Они переглянулись и рассмеялись.

– Макс, я давно хотела тебя спросить, – вдруг сказал Валентина, посерьезнев. – Вчера я поделилась с тобой своим самым сокровенным. Ты уж извини, буду с тобой пряма. По сути, мне плевать на этих мурзиков и мышей, над которыми ты экспериментируешь. А на тараканов с мухами тем более я ложила хер. Я ничего против них не имею. Собаки – вот чего я не выношу. И теперь ты знаешь причину, по которой я с радостью размажу любую шавку. Да, мои мозги переклинило после смерти Димы… но у меня хотя бы есть формальный повод ненавидеть животных.

– И в чем твой вопрос? – осведомился Макс, не сводя глаз с шоссе. – Не тяни кота за яйца, дорогая.

– Я хочу узнать, что насчет тебя, Макс. Как ты к этому пришел? Как можно дойти до того, что у тебя мгновенно встает, когда из пуза очередной псины вываливаются кишки? Ты ведь не догхантер. У тех есть, пусть и надуманная, мотивация. Мол, самостоятельно чистим город от бродячих животных, которые могут представлять опасность. А ты?! Ты совсем другой. У тебя совершенно иная философия.

Макс метнул на любовника пытливый взгляд. Его глаза напоминали высверленные отверстия, сквозь которые сочился безжизненный холод.

– Не смотри на меня так, – нервно сказал Валентина, поведя плечом. – Я помню первый раз, когда мы сидели у тебя. Ты еще включил ролик, как одна японская шалава давила котят шпильками. У тебя глаза загорелись, как у ребенка, который под елкой нашел долгожданную игрушку. И губы повлажнели, я это заметил. Ты возбудился.

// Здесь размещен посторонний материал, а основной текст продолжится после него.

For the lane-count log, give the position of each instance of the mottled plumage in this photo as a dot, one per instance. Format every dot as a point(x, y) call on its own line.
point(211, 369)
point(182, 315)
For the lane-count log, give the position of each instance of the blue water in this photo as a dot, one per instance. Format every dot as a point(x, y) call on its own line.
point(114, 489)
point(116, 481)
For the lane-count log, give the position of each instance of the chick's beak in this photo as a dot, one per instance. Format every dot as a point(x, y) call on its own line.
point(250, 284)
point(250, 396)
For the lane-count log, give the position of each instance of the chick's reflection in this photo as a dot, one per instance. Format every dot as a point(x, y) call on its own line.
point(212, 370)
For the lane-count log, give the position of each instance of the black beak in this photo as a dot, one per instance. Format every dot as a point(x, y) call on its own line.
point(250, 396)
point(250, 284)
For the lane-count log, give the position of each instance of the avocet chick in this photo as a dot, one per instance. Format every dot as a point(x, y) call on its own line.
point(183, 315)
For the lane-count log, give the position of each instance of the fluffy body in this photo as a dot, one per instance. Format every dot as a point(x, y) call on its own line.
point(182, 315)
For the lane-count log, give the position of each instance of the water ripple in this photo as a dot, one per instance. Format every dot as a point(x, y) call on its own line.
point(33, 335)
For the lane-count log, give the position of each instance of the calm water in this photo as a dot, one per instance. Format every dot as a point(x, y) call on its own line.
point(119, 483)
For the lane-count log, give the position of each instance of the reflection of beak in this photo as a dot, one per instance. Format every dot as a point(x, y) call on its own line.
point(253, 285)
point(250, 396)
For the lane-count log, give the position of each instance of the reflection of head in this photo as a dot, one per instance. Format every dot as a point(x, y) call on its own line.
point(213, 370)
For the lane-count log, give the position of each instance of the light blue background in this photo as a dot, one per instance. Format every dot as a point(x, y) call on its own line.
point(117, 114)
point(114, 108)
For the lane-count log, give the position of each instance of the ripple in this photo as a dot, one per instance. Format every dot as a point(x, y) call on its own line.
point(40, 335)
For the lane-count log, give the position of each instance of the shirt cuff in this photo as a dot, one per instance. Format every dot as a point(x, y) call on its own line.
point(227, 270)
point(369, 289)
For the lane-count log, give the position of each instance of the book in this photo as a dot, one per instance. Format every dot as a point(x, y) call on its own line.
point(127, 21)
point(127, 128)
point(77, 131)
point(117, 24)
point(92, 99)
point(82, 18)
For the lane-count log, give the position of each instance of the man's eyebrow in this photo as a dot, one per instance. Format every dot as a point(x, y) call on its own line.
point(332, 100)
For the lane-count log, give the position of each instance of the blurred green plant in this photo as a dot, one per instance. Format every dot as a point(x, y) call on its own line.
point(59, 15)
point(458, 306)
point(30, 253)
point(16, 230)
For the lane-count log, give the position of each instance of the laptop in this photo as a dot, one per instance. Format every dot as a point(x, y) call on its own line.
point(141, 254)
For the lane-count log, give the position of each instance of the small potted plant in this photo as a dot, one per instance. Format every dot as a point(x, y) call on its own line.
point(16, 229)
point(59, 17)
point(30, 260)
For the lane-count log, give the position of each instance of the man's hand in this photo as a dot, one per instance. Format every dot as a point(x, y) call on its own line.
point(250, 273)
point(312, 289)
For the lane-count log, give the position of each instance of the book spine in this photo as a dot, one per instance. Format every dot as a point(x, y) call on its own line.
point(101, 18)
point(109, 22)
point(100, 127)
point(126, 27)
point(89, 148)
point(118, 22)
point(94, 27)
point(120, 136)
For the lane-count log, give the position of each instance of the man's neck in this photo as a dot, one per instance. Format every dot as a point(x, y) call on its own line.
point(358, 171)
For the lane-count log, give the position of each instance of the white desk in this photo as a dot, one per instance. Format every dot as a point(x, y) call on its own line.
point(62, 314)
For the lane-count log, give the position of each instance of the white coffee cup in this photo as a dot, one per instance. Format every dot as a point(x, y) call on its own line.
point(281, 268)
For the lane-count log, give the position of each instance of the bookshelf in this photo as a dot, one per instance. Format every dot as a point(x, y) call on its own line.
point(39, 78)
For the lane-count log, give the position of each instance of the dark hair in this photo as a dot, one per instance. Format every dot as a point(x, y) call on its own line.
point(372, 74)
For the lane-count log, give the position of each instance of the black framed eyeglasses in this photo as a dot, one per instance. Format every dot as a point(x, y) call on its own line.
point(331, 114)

– И что с того? – спокойно спросил Макс.

– Это пугает, – сказал Валентина, отведя взгляд в сторону. – Я читала, что со временем подобные развлекухи перестают вштыривать, и человеку требуются новые ощущения. Дозы постоянно повышаются, понимаешь, Макс? Это как наркотик, вроде герыча. И с него просто так не соскочить.

– Хочешь сказать, я скоро перейду на людей? – усмехнулся Макс.

Валентина озадаченно уставился в окно, словно вопрос любовника поставил его в тупик.

– В этой жизни все взаимосвязано, Валя, – проговорил Макс. – Я верю в карму. Если есть существо, которое по каким-то причинам не должно существовать, то почему я не могу взять на себя полномочия по прекращению его жизни? Если этой твари небесами предназначено страдать, то почему бы мне не сделать все своими руками? Эта безголовая муха, что до сих пор валяется у меня под стаканом, разносит заразу. Жужжит, гадит на пищу и плодит такую же мерзость, себе подобную. Больше этого она делать не станет. Грязная сука, которую мы вчера отравили, наверняка покусала немало людей. Какая от нее польза? Если бы мы с ней не разделались, она наплодила бы кучу скулящих ублюдков, которые превратились бы в громадных, злых и вечно голодных псов. И может быть, в один прекрасный день они загрызли бы какую-нибудь девочку. Или мальчика, как твоего брата.